I bought the EAP 510 with piezo and mic. The piezo is much better than the Fishman braided pickup system. I had a few fishmans and didn't like them. The B-Band stuff always sounded better, but I digress.

The under-saddle piezo is very good. With the 510 preamp, you can blend it with a mic to add a little warmth to it. It works well but with the mic, you'll be a lot of feedback prone and the mic is very sensitive. I'll be building a foam surround for it to reduce its sensitivity. The noise levels are very good and the preamp's output level is good as well.

The system works well and would recommend it.


----------



## silvertonebetty (Jan 4, 2015)

JCM50 said:


> I bought the EAP 510 with piezo and mic. The piezo is much better than the Fishman braided pickup system. I had a few fishmans and didn't like them. The B-Band stuff always sounded better, but I digress.
> 
> The under-saddle piezo is very good. With the 510 preamp, you can blend it with a mic to add a little warmth to it. It works well but with the mic, you'll be a lot of feedback prone and the mic is very sensitive. I'll be building a foam surround for it to reduce its sensitivity. The noise levels are very good and the preamp's output level is good as well.
> 
> The system works well and would recommend it.

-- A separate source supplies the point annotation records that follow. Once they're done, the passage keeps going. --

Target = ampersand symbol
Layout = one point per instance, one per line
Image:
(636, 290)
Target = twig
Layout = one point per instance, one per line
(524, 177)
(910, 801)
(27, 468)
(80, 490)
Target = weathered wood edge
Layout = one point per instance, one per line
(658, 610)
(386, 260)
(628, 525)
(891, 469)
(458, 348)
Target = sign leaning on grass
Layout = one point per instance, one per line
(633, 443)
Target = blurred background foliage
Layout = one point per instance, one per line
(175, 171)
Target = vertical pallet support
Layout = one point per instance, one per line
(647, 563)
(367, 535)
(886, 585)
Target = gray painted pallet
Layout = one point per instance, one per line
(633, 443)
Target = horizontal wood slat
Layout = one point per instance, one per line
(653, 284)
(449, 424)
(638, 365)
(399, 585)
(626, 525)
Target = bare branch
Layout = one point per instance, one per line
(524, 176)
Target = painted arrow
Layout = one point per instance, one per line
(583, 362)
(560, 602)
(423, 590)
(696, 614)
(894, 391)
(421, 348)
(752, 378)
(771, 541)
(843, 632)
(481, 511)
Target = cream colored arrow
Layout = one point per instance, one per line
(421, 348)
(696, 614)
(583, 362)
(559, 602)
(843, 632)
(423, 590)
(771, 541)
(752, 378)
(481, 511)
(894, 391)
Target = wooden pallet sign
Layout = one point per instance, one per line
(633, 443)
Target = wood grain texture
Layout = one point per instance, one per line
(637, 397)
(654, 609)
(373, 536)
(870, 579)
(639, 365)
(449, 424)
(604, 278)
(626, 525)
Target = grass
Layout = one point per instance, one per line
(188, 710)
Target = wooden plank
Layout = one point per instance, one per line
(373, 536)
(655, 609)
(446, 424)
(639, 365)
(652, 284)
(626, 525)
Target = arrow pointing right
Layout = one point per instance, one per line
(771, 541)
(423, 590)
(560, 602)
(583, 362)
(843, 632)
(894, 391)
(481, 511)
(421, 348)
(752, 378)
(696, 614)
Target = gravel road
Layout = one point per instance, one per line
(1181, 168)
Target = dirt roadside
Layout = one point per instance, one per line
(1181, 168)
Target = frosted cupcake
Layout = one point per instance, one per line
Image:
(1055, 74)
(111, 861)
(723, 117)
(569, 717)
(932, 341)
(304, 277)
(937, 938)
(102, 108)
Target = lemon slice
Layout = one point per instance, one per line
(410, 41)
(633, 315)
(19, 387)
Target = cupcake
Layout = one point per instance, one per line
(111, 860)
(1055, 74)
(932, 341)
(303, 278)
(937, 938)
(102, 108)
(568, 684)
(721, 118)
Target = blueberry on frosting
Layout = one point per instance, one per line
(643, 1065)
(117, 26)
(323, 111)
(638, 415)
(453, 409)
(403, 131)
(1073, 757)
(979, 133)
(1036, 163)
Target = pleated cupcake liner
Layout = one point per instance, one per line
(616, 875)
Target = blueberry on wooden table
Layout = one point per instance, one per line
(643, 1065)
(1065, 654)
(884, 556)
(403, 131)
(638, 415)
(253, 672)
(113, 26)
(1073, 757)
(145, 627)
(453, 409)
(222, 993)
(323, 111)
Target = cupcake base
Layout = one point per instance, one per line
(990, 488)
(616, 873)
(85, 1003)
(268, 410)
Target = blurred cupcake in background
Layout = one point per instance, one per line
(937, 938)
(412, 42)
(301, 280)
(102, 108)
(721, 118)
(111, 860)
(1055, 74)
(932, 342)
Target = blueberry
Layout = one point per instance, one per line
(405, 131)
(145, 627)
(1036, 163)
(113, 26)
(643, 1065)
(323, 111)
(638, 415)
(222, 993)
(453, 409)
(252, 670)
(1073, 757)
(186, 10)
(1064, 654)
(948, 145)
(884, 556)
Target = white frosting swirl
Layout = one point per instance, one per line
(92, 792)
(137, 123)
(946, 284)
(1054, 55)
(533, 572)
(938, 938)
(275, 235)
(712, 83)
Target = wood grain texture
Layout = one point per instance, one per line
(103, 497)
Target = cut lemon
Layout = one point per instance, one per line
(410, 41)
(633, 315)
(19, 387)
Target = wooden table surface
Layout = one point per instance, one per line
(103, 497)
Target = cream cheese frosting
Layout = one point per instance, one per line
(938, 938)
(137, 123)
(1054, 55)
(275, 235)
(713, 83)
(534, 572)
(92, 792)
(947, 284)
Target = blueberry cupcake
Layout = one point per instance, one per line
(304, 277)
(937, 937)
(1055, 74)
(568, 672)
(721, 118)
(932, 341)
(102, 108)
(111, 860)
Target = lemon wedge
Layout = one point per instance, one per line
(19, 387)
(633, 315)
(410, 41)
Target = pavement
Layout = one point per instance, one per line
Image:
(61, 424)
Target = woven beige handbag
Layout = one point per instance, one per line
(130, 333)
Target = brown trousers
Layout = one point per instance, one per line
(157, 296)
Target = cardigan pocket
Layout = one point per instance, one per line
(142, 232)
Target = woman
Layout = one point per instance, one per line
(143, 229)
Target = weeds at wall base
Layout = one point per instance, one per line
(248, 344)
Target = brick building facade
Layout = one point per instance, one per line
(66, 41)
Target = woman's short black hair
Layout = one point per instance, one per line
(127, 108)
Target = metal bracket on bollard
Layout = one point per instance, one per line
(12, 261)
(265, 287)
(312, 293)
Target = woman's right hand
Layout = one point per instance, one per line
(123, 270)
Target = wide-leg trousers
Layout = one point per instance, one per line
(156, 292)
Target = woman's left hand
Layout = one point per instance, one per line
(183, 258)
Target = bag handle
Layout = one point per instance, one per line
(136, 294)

good to know see in broke as shit lol but can afford gf stuff . they have was around pre amps and stuff so i dont need to cut a hole in my guitar. i csn always buy my preamp pedal back from the pawnshop lol

proud boogie owner


----------



## jeffbbbb28 (11 mo ago)

silvertonebetty said:


> good to know see in broke as shit lol but can afford gf stuff . they have was around pre amps and stuff so i dont need to cut a hole in my guitar. i csn always buy my preamp pedal back from the pawnshop lol
> 
> proud boogie owner


----------



## jeffbbbb28 (11 mo ago)

I have installed an Eap-510 in muy Eli hummingbird. The mic is too hot and causes a ton of feedback. I tried surrounding it with foam with little success. I finally installed an Olympus me52 noise cancelling mic. It sounds awesome, no feedback and I can now blend the mic and under saddle with excellent results.


----------